Participants identified potential negative consequences of labelling on their own and others’ relationships with food, mirroring a previous mixed-methods study exploring traffic light labelling among university-aged students [27]. Although 60% of participants supported labels and their implementation, nearly half expressed concern they may exacerbate eating disorders [27]. A study conducted at the same institution as the current study did not find that a brief labelling intervention exacerbated eating pathology [26]. However, based on our findings, the negative implications of labels may be more complex than eating pathology itself, and may include constructs such as one’s relationship with food, shame and embarrassment around eating with others, and fixating on calories versus overall nutrition. These potential outcomes are difficult to operationalize and assess, especially in short-term studies.

Given that eating disorders and disordered eating behaviours are highly prevalent globally [45], the findings of this study have implications for the implementation of calorie menu labelling policies, especially as several nations (such as the UK) prepare to implement mandatory calorie labelling in the near future [46]. The results echo other calls for complementary policies that target structural determinants [47], such as subsidies for healthful foods or restricting harmful food marketing practices. In considering unintended consequences, it is important to bear in mind that labels and similar interventions are implemented within a broader culture of healthism that reinforces individual responsibility for health, weight, and the moral value we ascribe to them [48, 49]. Consequently, it is necessary to address ‘diet culture’ in which calorie labelling and other interventions related to body weights are embedded. Otherwise, societal pressures that contribute to disordered eating may be perpetuated by such interventions and promote shame in public settings. Future research should explore the effects of labels on food and beverage purchasing and consumption decisions when an individual is alone versus in a group setting.

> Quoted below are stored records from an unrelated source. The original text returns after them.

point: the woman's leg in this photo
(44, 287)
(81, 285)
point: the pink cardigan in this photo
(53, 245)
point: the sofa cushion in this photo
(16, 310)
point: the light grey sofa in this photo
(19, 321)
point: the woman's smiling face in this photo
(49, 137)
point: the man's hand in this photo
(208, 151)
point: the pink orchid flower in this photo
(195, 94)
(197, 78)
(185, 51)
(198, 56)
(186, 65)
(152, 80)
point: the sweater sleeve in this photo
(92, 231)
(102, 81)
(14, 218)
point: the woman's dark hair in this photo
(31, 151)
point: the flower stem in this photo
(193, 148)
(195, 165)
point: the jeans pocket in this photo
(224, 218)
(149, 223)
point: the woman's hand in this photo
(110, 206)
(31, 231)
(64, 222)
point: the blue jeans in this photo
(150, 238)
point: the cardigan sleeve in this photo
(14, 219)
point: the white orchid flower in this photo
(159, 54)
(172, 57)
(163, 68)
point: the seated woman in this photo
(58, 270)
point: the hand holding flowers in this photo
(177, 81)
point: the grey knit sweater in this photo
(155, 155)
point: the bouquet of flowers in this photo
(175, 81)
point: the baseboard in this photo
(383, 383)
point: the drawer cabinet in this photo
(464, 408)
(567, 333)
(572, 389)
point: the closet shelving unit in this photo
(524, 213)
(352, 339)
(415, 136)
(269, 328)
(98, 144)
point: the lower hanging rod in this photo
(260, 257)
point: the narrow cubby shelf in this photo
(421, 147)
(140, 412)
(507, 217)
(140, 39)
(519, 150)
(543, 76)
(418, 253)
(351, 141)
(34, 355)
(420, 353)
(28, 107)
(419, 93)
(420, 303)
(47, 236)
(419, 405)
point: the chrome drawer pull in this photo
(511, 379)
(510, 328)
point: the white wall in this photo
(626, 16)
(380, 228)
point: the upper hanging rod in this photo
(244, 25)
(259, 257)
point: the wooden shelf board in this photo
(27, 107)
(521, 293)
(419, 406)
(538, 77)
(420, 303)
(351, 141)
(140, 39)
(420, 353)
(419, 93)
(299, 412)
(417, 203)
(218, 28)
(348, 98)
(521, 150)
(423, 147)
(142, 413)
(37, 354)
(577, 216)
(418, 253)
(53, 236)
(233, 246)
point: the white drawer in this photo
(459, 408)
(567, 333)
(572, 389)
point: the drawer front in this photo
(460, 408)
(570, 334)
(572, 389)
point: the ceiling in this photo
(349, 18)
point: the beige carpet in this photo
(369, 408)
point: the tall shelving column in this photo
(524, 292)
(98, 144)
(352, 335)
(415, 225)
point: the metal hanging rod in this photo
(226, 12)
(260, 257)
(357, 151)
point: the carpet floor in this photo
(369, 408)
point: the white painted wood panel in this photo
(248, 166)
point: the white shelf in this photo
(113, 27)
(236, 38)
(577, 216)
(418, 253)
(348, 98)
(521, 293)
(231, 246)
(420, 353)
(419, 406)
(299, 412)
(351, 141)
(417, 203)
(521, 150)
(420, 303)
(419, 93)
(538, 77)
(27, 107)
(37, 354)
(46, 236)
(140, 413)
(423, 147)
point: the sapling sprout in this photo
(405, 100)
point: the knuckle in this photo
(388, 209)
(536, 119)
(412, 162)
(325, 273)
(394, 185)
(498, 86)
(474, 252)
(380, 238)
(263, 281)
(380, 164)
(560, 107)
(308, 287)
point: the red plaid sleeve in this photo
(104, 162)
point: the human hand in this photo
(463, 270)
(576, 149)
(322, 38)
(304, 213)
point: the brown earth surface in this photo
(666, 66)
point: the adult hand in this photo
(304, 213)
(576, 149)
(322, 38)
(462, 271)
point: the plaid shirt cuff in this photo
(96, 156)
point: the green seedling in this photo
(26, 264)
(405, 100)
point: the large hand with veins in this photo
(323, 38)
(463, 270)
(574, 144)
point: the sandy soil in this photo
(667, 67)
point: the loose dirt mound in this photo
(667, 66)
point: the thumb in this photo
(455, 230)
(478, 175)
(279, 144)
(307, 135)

Although we attempted to employ maximum variation techniques through purposive sampling, the results are skewed to women (as is common in nutrition research). Selective bias in university-based study samples is not unique to this study, but limits generalizability to young adults more broadly. Recruitment was also limited to a narrow time period, and data collection and analysis may have been strengthened by a larger sample size. The study sample also consisted of a mix of domestic and international students at a single university, and does not represent the views of young adults in a North American context. However, these results provide context to guide future inquiry into the unintended consequences of weight-related interventions on a larger, more generalizable scale, and inform future food-related policies.


This study suggests that young adults’ interactions with calorie labelling are complex, with some concern regarding their relationships with food and disordered eating. The findings contribute to the nascent literature on preventing potential unintended consequences related to eating disorders and negative psychosocial outcomes more broadly. Future investigations into the effectiveness of menu labelling should explore the roles of disordered eating, body esteem, and one’s relationship with food pre- and post-intervention and over extended periods of time, especially in the context of public health environments that reinforce healthism and focus on individual determinants of health.